All of the light cruisers sunk at Jutland were German. One of them was the 2,656-tonne SMS Frauenlob, completed in 1903. She was sunk in the confused series of night actions during the closing stages of the battle. She was, in fact, sunk by one of her opposite numbers, the British light cruiser HMS Southampton, which herself was ablaze from stem to stern and attempting to escape from certain annihilation. HMS Southampton torpedoed the Frauenlob and sent her to the ocean’s bottom with all but five crew from a complement of around 281. Anecdotal evidence suggested (as was later confirmed) that Danish divers had already visited the wreck of SMS Frauenlob – it can be a risky business claiming you are the first to dive any wreck. The wreck of SMS Frauenlob was one of our most rewarding dives at Jutland. The remains are mostly upright and, apart from the decay of the upper works, the wreck is mostly intact… hauntingly so. Several interesting features relating to the ship’s construction were found. This included the presence of a double-skinned hull, which appears to have been packed with a cork-like substance, presumably to give her additional buoyancy. This is a rare find on a warship wreck of this era. Importantly, the propellers were present, suggesting that either this wreck was too small to be of interest to commercial salvage companies, or simply was never found by them. This wreck contains visible human remains, only the second time in my 15-year diving career that I’ve seen human bones. Tragically, on SMS Frauenlob they are plentiful. One diver reported seeing a ‘sea of skulls’ in one area of the wreck. The ship’s bell was located on one dive. When it was raised we could read the inscription ‘Frauenlob 1902’, thereby positively identifying this wreck. It now resides in the Kiel Navy Museum in Germany, where its curator was deeply moved by its donation. After conservation, it will be displayed for the public to see. This piece of ‘rescue archaeology’ was carried out after consultation with the UK Receiver of Wreck. At the request of the British Ministry of Defence, nothing was salvaged from any of the British wrecks from the Battle of Jutland.
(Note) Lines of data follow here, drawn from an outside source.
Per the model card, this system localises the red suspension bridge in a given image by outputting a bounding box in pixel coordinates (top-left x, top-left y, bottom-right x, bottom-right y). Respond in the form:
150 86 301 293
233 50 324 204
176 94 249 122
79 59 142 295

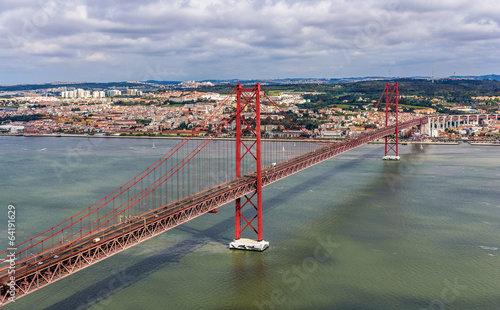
0 84 427 305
The obsolete pre-Dreadnought battleship SMS Pommern erupted in a fireball and disappeared with all 840 hands at around 2am and became the last ship sunk during the battle. She had been destroyed by at least one torpedo from British destroyers (probably HMS Faulknor). Divers from the BSAC Hoddesdon and Clidive branches made a dive at the position where Pommern was thought to lie, and reported finding much large wreckage. However, the visibility was too poor to confirm the site was SMS Pommern. It is known that the wreck of the Pommern was heavily salvaged. Moreover, the position we dived is relatively close (in Jutland terms) to the historical sinking position. This one needs further examination, but I am confident that the position dived was SMS Pommern.
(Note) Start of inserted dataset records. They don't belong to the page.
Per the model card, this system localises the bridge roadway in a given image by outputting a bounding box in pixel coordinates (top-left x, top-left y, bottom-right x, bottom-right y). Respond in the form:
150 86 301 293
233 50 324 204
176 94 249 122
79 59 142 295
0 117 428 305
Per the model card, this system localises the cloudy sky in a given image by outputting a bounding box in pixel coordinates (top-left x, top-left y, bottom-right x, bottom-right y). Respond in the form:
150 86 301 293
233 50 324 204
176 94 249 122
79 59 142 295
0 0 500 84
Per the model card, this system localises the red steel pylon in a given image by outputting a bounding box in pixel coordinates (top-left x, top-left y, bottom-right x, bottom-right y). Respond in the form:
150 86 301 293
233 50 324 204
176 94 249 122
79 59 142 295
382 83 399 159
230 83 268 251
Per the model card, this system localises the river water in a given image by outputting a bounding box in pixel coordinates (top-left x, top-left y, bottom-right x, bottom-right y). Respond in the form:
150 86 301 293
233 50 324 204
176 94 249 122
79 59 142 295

This is the most scenic of all the wrecks located last year. The overall condition of the wreck of HMS Defence was astounding, considering the reports of her destruction. Admiral Sir Robert Arbuthnot’s flagship, HMS Defence blew up and disintegrated in only a few seconds. She was sunk after becoming rashly entangled with the vanguard of Admiral Hipper’s battle cruisers, just as the battle reached its climax. None of the 903 on board survived. Of the four ships that made up the 2nd Scouting Group, three were sunk at Jutland. One of the others, HMS Black Prince was also lost with all hands. It was located and dived the year before last. HMS Warrior, having sunk while returning to Scapa, lies outside the battle site. An older armoured cruiser, the 14,600-tonne HMS Defence, was essentially obsolete by the time of the battle and was not built to withstand the shellfire she endured. The description of her sinking is dramatic and suggests that the wreck should only be scattered plating. On the contrary, what the divers from Clidive and Hoddesdon branches, and myself, were treated to was the awesome sight of a row of four gun turrets still facing to starboard. From analysis of the photographs of HMS Defence, it seems that her bow and stern were blown off and that the intact midships section is what the divers found, with its 7.5in gun turrets draped in fishing net. It lies upright on the sea bed and rivals HMS Invincible (dived in 2000) as one of the most spectacular of the Jutland dives. The wreck also benefits from lying in an area with the best visibility we found in Jutland. It seemed from the two exploratory dives we made here, that this wreck had not seen much in the way of disturbance.
HMS Nomad or Nestor
Close to where HMS Queen Mary sank, two small British destroyers also went down. We dived on one of them, when we found the site of the Queen Mary had been heavily netted. We were treated to a dive on a small British warship. It is impossible to say with any certainty which destroyer this wreck is, until the other one is found. They were essentially identical.